Why Orange wine is called The New Rosé?

If you’ve never heard of orange wine, it’s OK.
Those whites, reds and rosés get all the attention, but orange wines — which the New York Post proclaimed in May to be the “new rosé,” and Vice discovered for itself in June — are having a moment.
Restaurants in many countries are adding them to their menus, and people are drinking up!

Orange wines, also known as “contact” or “skin contact” wines, are essentially white wines that are produced like reds. Whereas a white wine never makes contact with the grapes’ skins, an orange wine is made out of white-fleshed grapes (Pinot Gris or Rkatsiteli, for example) and is then left in contact with the skins (which can range in color from white to purple) for days, weeks or months. This “brings about the [orange] color, but also increases the tannins,” explained Scott Carney (master sommelier).

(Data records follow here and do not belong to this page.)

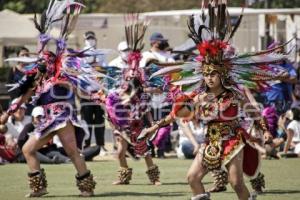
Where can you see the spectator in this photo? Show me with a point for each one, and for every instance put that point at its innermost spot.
(296, 96)
(121, 60)
(16, 73)
(92, 113)
(279, 95)
(293, 133)
(160, 106)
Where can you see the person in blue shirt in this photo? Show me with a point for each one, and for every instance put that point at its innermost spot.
(279, 94)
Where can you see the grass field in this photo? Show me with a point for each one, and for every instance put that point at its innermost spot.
(282, 181)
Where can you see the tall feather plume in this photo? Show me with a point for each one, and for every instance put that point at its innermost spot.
(237, 25)
(135, 29)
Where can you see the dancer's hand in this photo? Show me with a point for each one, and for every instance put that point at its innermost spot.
(3, 118)
(146, 133)
(196, 149)
(268, 136)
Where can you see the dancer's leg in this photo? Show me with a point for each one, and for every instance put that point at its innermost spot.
(236, 178)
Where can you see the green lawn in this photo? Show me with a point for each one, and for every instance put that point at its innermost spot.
(282, 181)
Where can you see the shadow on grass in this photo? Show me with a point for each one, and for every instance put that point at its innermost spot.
(184, 183)
(123, 194)
(282, 191)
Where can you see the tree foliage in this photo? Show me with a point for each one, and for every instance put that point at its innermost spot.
(125, 6)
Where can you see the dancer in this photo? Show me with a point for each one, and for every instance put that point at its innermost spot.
(128, 106)
(51, 80)
(215, 97)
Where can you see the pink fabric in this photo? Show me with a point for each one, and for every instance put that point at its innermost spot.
(161, 137)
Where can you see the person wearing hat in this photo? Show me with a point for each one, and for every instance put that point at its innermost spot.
(92, 113)
(121, 60)
(90, 42)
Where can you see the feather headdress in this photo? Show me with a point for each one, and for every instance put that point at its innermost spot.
(65, 64)
(212, 32)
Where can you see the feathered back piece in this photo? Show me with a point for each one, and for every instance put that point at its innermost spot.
(212, 32)
(135, 29)
(66, 11)
(65, 64)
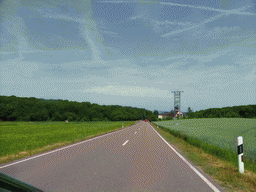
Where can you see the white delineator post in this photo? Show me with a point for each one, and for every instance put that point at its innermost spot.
(240, 152)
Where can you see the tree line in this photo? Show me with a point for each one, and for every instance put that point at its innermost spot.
(14, 108)
(241, 111)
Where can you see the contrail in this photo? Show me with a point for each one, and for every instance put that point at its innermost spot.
(233, 11)
(205, 21)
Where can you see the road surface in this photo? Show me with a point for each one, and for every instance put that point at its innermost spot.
(135, 158)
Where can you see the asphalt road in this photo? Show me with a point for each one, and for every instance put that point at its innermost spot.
(135, 158)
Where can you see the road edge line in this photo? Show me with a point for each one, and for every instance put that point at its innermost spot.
(64, 147)
(193, 168)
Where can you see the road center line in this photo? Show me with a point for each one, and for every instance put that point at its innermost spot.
(125, 142)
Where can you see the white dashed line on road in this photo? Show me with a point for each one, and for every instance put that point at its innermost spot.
(125, 142)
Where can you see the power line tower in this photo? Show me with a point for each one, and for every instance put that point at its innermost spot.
(177, 102)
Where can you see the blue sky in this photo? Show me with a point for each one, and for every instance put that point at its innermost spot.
(130, 53)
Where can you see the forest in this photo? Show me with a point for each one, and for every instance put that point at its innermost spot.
(14, 108)
(241, 111)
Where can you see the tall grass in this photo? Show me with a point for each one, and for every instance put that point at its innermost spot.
(24, 136)
(218, 136)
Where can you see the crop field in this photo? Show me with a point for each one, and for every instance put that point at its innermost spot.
(219, 132)
(17, 137)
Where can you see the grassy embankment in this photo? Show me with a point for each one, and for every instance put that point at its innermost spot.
(211, 145)
(23, 139)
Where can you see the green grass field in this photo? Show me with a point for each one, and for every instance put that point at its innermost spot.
(218, 132)
(17, 137)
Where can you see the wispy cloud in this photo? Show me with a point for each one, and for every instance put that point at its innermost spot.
(226, 13)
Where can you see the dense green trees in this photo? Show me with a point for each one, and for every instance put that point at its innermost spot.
(242, 111)
(32, 109)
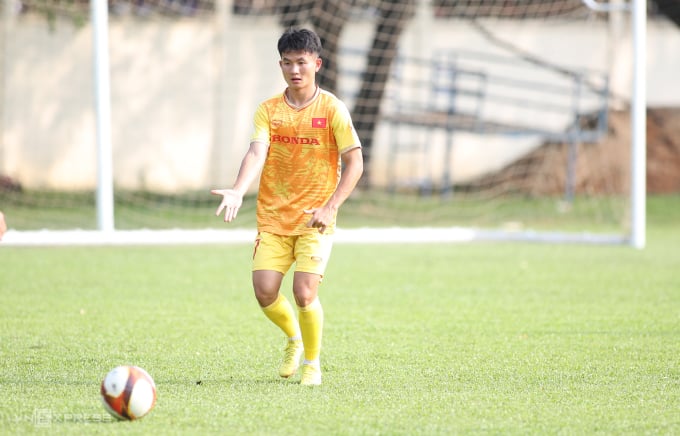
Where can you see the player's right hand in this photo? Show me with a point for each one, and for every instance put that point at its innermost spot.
(231, 202)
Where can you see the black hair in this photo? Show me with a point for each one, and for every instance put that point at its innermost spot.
(299, 39)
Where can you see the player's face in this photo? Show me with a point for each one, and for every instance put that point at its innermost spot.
(299, 68)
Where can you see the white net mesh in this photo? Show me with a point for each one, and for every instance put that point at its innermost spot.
(479, 113)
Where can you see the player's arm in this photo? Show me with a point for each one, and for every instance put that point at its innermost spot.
(251, 165)
(353, 167)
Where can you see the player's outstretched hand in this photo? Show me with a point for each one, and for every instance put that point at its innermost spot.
(231, 202)
(321, 218)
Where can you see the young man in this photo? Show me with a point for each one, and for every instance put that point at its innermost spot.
(300, 138)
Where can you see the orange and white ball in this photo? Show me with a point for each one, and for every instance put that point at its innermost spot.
(128, 392)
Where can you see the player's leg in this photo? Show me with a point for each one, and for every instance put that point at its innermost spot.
(311, 253)
(271, 259)
(310, 316)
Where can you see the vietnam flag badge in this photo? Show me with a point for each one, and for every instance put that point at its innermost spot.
(319, 123)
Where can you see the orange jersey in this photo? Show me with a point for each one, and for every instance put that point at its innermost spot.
(302, 169)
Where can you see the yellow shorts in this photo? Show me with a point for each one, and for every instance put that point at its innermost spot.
(309, 252)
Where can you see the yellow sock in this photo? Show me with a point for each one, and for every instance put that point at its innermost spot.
(311, 326)
(281, 313)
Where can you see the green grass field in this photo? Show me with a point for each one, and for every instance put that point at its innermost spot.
(419, 339)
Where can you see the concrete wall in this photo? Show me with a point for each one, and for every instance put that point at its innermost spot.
(183, 93)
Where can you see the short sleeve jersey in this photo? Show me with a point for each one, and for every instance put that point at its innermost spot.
(303, 165)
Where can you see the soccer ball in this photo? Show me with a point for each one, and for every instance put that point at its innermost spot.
(128, 392)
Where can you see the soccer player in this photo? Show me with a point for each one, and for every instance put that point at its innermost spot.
(308, 155)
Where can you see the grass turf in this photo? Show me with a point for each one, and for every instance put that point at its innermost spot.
(419, 339)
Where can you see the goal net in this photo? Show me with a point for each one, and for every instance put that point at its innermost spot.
(479, 119)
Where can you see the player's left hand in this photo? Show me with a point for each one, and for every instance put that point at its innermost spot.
(321, 217)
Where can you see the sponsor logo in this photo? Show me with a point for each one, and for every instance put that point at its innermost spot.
(293, 140)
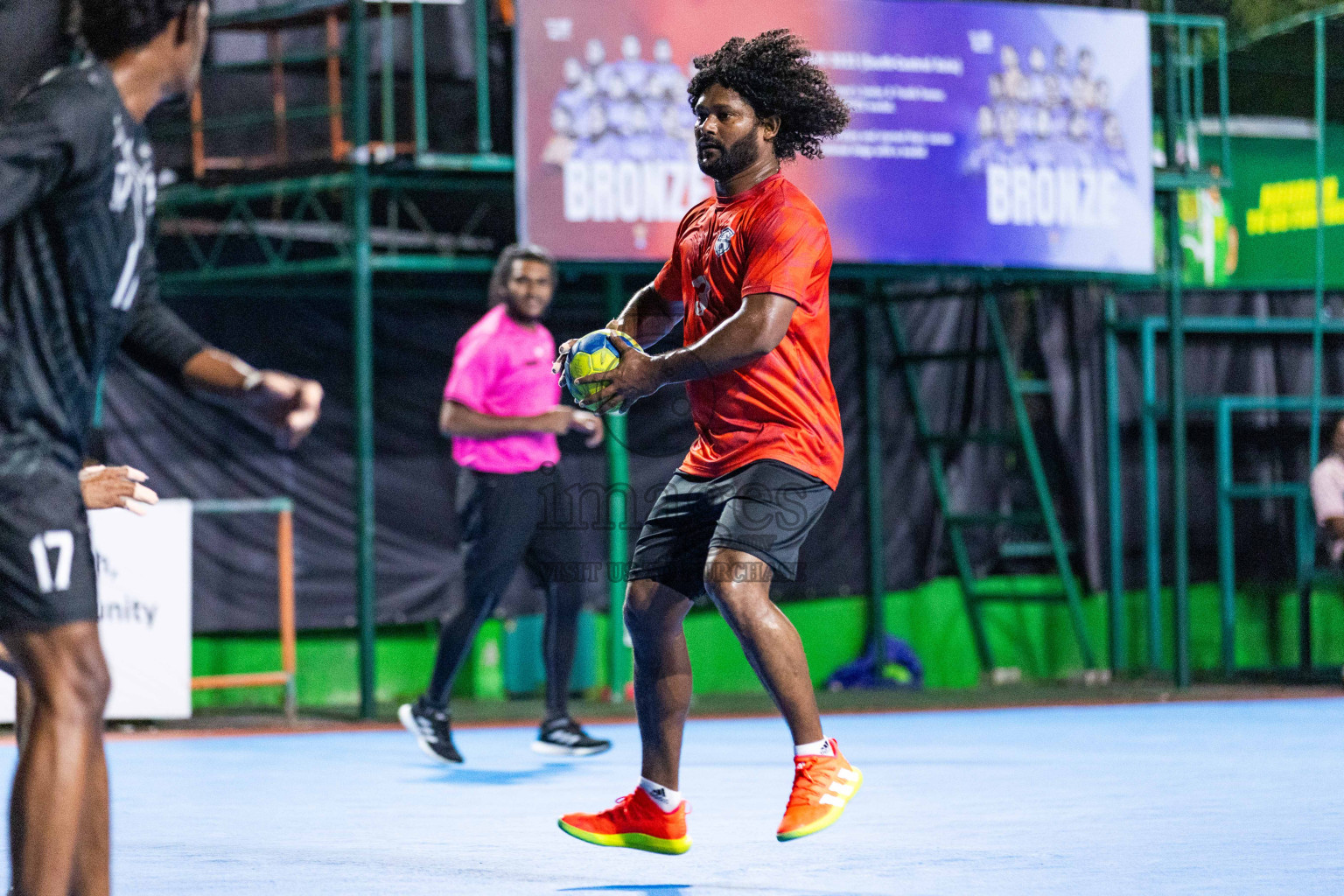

Think of it this way: If you look forward to a rosé as a refreshing alternative to red wine, orange wines are the reverse: They’re chilled but with higher levels of tannins, meaning they’re white wines complex enough to stand up to red meat.
Because of the wide variety of regions now producing orange wines, Carney said they’re available in “a whole smattering of colors. They’re more full flavored, with the tannins and higher natural acidity, which means they can stand up to more complex dishes, [such as] white-meat fish and saltier cheeses and dishes rich in butter and fat.”

Recently, more and more Greek wineries have started to produce excellent orange wines, such as ANATOLIKOS & PIERIA ERATEINI.